Lowry grabbed Riggs by the collar of his shirt and yanked the larger man forward until their faces were inches apart. “It was them, wasn’t it?”

Riggs didn’t have to answer. His look of defeat said it all.

Lowry let out the cry of a wounded animal. He pushed Riggs away and kicked the walls of the room, cursing in frustration.

“She knew the routes. She knew tonight was when we move drugs for the resupply run. She knew exactly when to hit the trucks. How the hell does she know this stuff?” Lowry said.

Riggs just shook his head.

“What about the third truck?”

“So far, that one is fine,” Perez said, his eye on the map. “I’ve tried to call the driver to confirm, but I can’t get his cell phone.”

“We’ve got to get a hold of him. Don’t just keep calling him. I want you out on the road. Leave now and you can catch him before he reaches his first stop in Santa Ramona. Go! You got to catch that truck.”

“Should we call the police?” Perez asked.

Lowry clenched his teeth.

“You know we’re not calling the police, you idiot.
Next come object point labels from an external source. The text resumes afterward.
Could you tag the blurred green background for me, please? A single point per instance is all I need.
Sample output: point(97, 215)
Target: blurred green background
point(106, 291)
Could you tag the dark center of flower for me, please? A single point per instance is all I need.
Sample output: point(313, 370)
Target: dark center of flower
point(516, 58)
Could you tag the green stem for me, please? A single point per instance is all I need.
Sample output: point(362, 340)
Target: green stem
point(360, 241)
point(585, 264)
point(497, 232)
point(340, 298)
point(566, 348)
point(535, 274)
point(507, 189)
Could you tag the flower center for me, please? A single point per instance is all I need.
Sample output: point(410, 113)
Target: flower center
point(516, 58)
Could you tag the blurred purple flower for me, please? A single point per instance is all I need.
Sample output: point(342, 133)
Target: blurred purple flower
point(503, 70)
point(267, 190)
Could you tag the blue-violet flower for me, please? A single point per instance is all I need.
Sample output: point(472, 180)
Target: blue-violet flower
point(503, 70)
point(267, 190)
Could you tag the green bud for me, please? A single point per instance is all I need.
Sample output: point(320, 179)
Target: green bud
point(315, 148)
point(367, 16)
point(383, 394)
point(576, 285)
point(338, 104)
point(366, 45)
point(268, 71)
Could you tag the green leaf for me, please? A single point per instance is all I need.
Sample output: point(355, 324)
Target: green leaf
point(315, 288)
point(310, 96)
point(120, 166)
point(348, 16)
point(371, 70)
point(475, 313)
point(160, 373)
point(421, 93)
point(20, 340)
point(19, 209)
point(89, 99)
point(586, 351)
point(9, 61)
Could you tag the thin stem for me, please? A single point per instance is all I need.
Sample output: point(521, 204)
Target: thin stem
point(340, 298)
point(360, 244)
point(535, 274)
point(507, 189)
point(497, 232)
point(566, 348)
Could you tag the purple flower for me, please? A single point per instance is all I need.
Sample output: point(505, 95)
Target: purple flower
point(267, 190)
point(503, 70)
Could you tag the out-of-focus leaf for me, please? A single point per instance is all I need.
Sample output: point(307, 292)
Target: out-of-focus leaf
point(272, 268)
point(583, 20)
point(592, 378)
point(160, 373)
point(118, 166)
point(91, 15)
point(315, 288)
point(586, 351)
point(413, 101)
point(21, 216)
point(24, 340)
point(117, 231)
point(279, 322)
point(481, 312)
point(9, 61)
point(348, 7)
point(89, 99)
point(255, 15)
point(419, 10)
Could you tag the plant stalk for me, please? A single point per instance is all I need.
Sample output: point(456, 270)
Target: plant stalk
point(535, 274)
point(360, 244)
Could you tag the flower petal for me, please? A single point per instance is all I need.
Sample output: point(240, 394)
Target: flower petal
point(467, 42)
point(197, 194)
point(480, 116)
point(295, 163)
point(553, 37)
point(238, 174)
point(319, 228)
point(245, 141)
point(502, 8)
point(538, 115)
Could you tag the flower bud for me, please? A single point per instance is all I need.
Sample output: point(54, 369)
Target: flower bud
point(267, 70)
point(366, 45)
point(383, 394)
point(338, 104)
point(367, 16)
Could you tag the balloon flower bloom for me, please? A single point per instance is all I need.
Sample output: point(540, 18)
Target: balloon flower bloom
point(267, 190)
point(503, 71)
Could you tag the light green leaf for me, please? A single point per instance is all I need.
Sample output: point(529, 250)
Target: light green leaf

We’re taking care of this ourselves,” Riggs said to his partner. “Now hit the road.”

Perez jogged out of the room with car keys in his hand.

Lowry and Riggs sat frozen in front of the map, watching the third truck’s red dot crawling along the surface streets in the central part of the city, where Great American had three store locations within a three-mile radius.

“You know how much merchandise we just lost?” Lowry said. “Why the hell didn’t we have guards on those trucks?”

“You told us to concentrate on the stores.”

“I didn’t tell you to ignore the trucks. What, I have to do all the thinking for you?”

Suddenly, the last remaining red dot accelerated quickly to the west. It was on the freeway, heading away from the city toward the mountains at the edge of the map.

“No!” Lowry wailed.

Within another fifteen minutes it vanished from the screen, just like the others. Lowry started screaming again and kicked in frustration until he had cracked the drywall.